Иван Васильевич все сносил терпеливо.
Однажды, в один из своих обычных объездов, он с ближайшими любимцами, в том числе и с обоими Басмановыми, отслушав в соседнем монастыре раннюю обедню, зашел к настоятелю в келью и удостоил его принять угощение.
Царь сидел на скамье под образами, любимцы, исключая Скуратова, которого не было в объезде, стояли у стен, а игумен, низко кланяясь, ставил на стол медовые соты, разное варенье, чаши с молоком и свежие яйца.
Царь был в добром расположении духа, он отведывал от каждого блюда, милостиво шутил и вел душеспасительные речи. С Басмановым он был ласковее обыкновенного, и Басманов еще более убедился в неотразимой силе тирлича.
В это время послышался за оградою конский топот.
– Федя, – сказал Иоанн, – посмотри, кто там приехал?
Басманов не успел подойти к двери, как она отворилась, и у порога показался Малюта Скуратов.
Выражение его было таинственно, и в нем проглядывала злобная радость.
– Войди, Лукьяныч! – сказал приветливо царь. – С какою тебя вестью бог принес?
Малюта переступил через порог и, переглянувшись с царем, стал креститься на образа.
– Откуда ты? – спросил Иоанн, как будто он вовсе не ожидал его.
Но Малюта, не спеша ответом, сперва отвесил ему поклон, а потом подошел к игумену.
– Благослови, отче! – сказал он, нагибаясь, а между тем покосился на Федора Басманова, которого вдруг обдало недобрым предчувствием.
– Откуда ты? – повторил Иоанн, подмигнув неприметно Скуратову.
– Из тюрьмы, государь, колдуна пытал.
– Ну, что же? – спросил царь и бросил беглый взгляд на Басманова.
– Да все бормочет; трудно разобрать. Одно поняли мы, когда стали ему вертлюги ломать: «Вяземский, дескать, не один ко мне езживал; езживал и Федор Алексеевич Басманов, и корень-де взял у меня, и носит тот корень теперь на шее!»
И Малюта опять покосился на Басманова.
Басманов изменился в лице. Вся наглость его исчезла.

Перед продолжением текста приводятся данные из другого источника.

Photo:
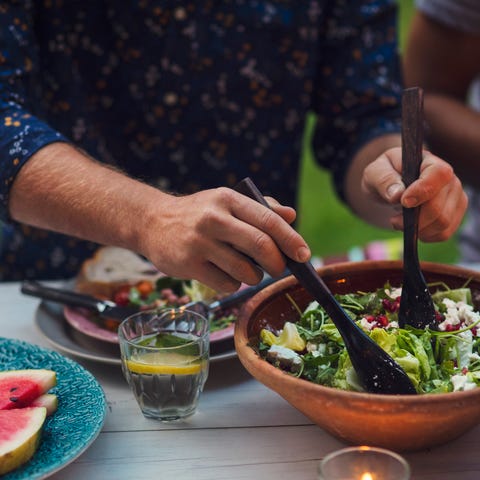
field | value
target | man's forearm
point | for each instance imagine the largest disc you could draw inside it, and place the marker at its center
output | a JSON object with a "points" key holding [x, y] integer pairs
{"points": [[63, 190]]}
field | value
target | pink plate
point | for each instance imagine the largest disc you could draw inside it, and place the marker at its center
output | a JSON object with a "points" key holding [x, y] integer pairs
{"points": [[82, 321]]}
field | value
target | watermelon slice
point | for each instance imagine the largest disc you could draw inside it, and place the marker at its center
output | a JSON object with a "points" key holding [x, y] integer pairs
{"points": [[19, 388], [20, 431]]}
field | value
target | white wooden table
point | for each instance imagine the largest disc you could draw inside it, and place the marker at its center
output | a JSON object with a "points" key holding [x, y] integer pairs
{"points": [[242, 430]]}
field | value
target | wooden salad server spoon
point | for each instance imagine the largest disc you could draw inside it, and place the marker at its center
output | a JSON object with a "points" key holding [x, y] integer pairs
{"points": [[416, 304], [376, 370]]}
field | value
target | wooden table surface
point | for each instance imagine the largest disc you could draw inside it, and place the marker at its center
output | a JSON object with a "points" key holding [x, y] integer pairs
{"points": [[242, 430]]}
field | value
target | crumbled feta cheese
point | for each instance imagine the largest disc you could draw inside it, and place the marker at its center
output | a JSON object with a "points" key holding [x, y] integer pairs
{"points": [[461, 382], [394, 292], [284, 355], [458, 313]]}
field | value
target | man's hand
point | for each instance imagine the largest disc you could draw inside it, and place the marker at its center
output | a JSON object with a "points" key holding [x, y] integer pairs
{"points": [[438, 191]]}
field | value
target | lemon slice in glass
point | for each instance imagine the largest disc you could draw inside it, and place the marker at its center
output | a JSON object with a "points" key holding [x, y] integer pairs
{"points": [[161, 363]]}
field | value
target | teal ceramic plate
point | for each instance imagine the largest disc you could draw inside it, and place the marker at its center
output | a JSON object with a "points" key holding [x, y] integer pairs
{"points": [[80, 415]]}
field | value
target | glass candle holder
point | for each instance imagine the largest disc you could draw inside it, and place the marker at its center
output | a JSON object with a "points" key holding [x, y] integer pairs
{"points": [[363, 463]]}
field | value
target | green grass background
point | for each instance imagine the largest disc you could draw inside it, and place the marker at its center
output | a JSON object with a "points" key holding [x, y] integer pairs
{"points": [[328, 225]]}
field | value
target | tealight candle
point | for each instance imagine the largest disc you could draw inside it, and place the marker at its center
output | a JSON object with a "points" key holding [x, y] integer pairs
{"points": [[363, 463]]}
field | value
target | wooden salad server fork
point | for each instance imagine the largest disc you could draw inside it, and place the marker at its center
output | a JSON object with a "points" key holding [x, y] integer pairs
{"points": [[416, 304], [376, 370]]}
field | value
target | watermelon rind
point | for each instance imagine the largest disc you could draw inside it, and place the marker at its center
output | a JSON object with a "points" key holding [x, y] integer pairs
{"points": [[47, 400], [18, 447]]}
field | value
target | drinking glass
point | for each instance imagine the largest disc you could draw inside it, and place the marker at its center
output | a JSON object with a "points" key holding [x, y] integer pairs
{"points": [[165, 359], [363, 463]]}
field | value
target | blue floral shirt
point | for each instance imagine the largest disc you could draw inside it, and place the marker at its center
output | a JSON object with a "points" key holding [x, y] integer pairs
{"points": [[188, 95]]}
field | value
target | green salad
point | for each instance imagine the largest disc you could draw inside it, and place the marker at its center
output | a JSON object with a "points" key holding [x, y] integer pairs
{"points": [[443, 359]]}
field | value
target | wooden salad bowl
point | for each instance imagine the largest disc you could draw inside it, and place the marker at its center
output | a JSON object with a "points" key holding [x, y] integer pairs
{"points": [[396, 422]]}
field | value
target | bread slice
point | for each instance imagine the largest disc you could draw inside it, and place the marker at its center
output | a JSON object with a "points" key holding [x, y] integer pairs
{"points": [[112, 267]]}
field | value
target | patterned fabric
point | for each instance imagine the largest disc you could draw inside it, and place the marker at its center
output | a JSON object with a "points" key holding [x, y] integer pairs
{"points": [[188, 95], [463, 15]]}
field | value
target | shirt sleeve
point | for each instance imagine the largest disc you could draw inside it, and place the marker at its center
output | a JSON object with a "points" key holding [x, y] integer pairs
{"points": [[463, 15], [358, 94], [22, 132]]}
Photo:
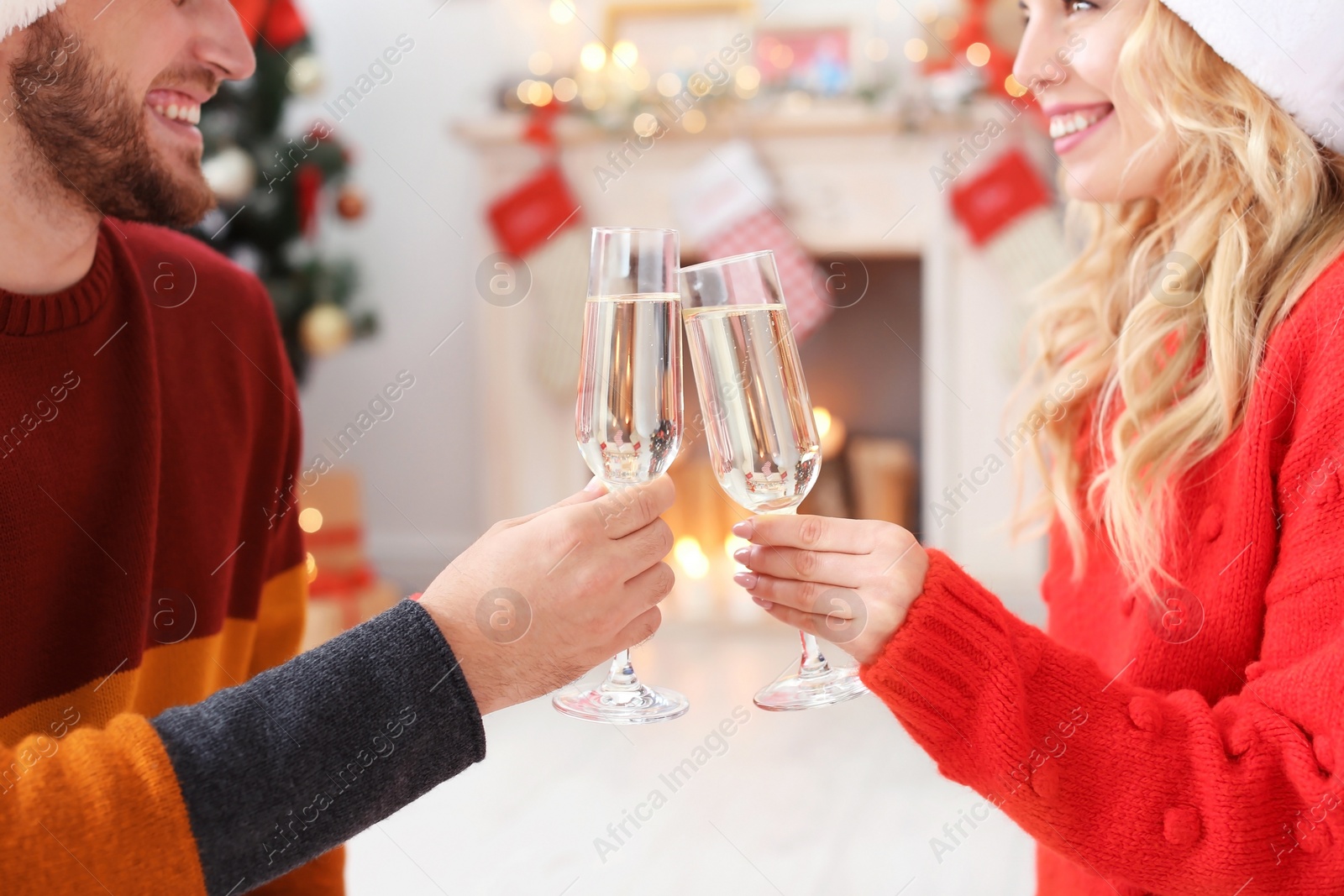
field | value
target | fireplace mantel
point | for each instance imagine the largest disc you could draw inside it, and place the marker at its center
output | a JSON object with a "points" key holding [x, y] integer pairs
{"points": [[850, 181]]}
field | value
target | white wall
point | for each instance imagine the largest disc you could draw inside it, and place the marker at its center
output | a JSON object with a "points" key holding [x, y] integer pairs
{"points": [[418, 248]]}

– Государь, – сказал он, делая необыкновенное усилие, чтобы казаться спокойным, – должно быть, он за то облыгает меня, что выдал я его твоей царской милости!
– А как стали мы, – продолжал Малюта, – прижигать ему подошвы, так он и показал, что был-де тот корень нужен Басманову, чтоб твое государское здоровье испортить.
Иоанн пристально посмотрел на Басманова, который зашатался под этим взглядом.
– Батюшка-царь! – сказал он, – охота тебе слушать, что мельник говорит! Кабы я знался с ним, стал ли бы я на него показывать?
– А вот увидим. Расстегни-ка свой кафтан, посмотрим, что у тебя на шее?